Football Betting: Friday Public Action Report
by Trevor Whenham - 10/10/2008
It's time for another installment of everyone's favorite Friday diversion - The Public Action Report. For those who haven't been hanging on every word for the last couple of years, what we are looking for here is line movement in college and NFL games that doesn't make sense. The criteria is that 75 percent of the bets made on a game are on one team, yet the line is moving to make the favored team more attractive. That doesn't make sense, but it is surprising how often it happens. There are a couple reasons it could happen - the books think they know something that makes them unafraid of unbalanced action, or smart money is pouring in on the underdog. Either way, this makes the underdog worth a look. I'll remind you, as I often do, that that does not mean that the underdog is an automatic pick. It just means that, if you liked them already, you should take a much closer look because you aren't alone.

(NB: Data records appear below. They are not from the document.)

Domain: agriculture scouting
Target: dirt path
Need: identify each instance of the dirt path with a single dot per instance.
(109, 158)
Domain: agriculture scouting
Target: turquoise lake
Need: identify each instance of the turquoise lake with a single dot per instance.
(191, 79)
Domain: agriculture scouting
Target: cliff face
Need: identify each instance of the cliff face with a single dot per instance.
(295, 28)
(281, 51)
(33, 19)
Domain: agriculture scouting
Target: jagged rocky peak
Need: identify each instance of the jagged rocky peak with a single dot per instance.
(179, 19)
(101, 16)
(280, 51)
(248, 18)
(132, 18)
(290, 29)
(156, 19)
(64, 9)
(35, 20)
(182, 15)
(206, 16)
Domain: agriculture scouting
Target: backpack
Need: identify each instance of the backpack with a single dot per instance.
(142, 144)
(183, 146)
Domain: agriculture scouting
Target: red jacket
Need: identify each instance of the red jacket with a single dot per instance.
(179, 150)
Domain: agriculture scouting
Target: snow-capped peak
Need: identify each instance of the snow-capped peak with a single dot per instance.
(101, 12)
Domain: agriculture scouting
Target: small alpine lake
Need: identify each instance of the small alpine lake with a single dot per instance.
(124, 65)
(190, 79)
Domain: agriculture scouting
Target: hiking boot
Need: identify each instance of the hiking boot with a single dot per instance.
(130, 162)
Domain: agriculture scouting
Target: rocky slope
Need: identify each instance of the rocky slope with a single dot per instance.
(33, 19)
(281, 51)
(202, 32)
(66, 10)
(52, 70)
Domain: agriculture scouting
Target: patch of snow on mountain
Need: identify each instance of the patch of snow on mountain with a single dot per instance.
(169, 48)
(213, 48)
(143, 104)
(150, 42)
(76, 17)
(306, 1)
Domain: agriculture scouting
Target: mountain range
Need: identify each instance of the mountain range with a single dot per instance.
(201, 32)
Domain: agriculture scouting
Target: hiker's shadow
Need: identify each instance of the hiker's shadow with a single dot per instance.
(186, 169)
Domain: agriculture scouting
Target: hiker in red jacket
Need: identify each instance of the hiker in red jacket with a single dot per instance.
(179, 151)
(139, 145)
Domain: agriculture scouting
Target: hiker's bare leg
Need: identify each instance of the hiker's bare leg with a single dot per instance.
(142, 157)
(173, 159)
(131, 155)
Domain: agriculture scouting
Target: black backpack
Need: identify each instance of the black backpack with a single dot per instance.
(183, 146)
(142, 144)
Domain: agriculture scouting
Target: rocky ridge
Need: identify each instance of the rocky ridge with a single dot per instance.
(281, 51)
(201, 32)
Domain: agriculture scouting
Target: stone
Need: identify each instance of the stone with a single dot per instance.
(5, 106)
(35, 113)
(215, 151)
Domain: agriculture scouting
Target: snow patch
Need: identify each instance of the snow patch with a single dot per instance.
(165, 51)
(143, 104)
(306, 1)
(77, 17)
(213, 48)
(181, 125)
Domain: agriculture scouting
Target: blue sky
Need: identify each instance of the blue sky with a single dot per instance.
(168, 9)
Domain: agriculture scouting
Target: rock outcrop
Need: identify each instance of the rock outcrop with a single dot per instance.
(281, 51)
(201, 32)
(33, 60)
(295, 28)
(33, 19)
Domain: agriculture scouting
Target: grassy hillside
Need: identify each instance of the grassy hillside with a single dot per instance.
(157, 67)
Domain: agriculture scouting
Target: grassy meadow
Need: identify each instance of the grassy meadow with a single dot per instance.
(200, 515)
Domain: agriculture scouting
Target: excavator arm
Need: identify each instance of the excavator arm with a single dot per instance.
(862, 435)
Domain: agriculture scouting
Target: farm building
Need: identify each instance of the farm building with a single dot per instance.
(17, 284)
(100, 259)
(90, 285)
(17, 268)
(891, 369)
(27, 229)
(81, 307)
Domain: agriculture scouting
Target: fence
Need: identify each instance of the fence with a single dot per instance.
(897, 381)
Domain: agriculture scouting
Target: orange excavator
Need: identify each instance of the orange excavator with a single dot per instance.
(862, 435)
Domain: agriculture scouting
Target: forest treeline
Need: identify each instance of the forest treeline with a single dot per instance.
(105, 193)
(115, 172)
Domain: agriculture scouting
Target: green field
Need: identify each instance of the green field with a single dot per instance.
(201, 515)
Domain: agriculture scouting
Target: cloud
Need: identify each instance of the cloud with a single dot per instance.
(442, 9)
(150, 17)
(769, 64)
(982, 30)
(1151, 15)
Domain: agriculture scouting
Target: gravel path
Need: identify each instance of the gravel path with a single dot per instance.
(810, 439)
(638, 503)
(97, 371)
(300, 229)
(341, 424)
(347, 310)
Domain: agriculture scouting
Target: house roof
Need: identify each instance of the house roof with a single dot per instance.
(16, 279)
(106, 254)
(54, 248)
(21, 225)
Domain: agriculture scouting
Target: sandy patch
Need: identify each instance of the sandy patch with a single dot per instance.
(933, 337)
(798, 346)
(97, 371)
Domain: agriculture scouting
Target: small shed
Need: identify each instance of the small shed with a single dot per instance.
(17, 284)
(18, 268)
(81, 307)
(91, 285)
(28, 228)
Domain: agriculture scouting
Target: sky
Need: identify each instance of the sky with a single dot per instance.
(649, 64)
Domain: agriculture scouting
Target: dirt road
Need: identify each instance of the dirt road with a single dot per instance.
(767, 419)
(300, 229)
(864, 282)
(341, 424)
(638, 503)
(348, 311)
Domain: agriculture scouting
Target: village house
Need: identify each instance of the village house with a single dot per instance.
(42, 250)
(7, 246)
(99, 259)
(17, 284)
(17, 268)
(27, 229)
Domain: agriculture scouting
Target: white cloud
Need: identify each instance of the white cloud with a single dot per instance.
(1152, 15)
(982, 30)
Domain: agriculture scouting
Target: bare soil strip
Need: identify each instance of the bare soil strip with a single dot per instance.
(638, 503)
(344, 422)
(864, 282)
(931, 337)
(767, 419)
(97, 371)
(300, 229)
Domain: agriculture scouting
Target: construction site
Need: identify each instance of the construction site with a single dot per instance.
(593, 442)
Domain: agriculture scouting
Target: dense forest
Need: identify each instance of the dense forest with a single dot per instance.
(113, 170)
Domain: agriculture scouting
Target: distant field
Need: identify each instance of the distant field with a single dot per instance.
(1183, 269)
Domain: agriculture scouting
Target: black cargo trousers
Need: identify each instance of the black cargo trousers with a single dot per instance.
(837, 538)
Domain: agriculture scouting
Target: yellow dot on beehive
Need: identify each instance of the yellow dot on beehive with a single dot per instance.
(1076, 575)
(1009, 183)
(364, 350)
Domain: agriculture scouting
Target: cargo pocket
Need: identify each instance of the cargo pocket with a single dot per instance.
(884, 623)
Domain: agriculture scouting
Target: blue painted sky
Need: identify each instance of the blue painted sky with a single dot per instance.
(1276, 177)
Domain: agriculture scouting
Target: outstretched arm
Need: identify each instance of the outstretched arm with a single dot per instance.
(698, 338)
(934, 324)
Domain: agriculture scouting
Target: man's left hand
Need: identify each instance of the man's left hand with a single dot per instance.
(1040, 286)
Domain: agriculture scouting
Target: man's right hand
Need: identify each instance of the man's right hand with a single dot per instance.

There are no NFL games that fit the criteria this week. Interestingly, there is only one team, the Bears, that has the kind of unbalanced action we are looking for as the starting point for our criteria. That is much fewer than normal - perhaps an indicator that the public is finding this week tougher to call than some. It is also an atypically light week in college action, with just two games that fit. Without further ado:
Rutgers (+7) at Cincinnati (Saturday, Oct. 11, 12:00 pm) - Rutgers has been pretty awful this year. Cincinnati has somehow overcome all sorts of QB issues to become a legitimate Big East contender. Not surprisingly, the public is all over the Bearcats. Three quarters of all bets placed have been on Cincinnati. Despite that, this line, which opened as high as 9.5, has dropped to just a touchdown. Though it hasn't moved through a key number it's still a significant move, and now only requires Rutgers to keep it within one score. There are a couple reasons to justify a look at Rutgers. For one, Cincinnati has been unable all year to put together back-to-back strong efforts against the spread. They have alternated between covering and not, and according to that trend should be due for a non-cover here. Rutgers has covered just once, but it came in their last game. Playing West Virginia close isn't as impressive as it could be since Bill Stewart has consistently proven his incompetence this year, but it's still a significant step forward for a team that has struggled badly. Greg Schiano can coach, and perhaps that performance last week was a sign that he is getting somewhere with this team. The line movement indicates that someone really thinks so.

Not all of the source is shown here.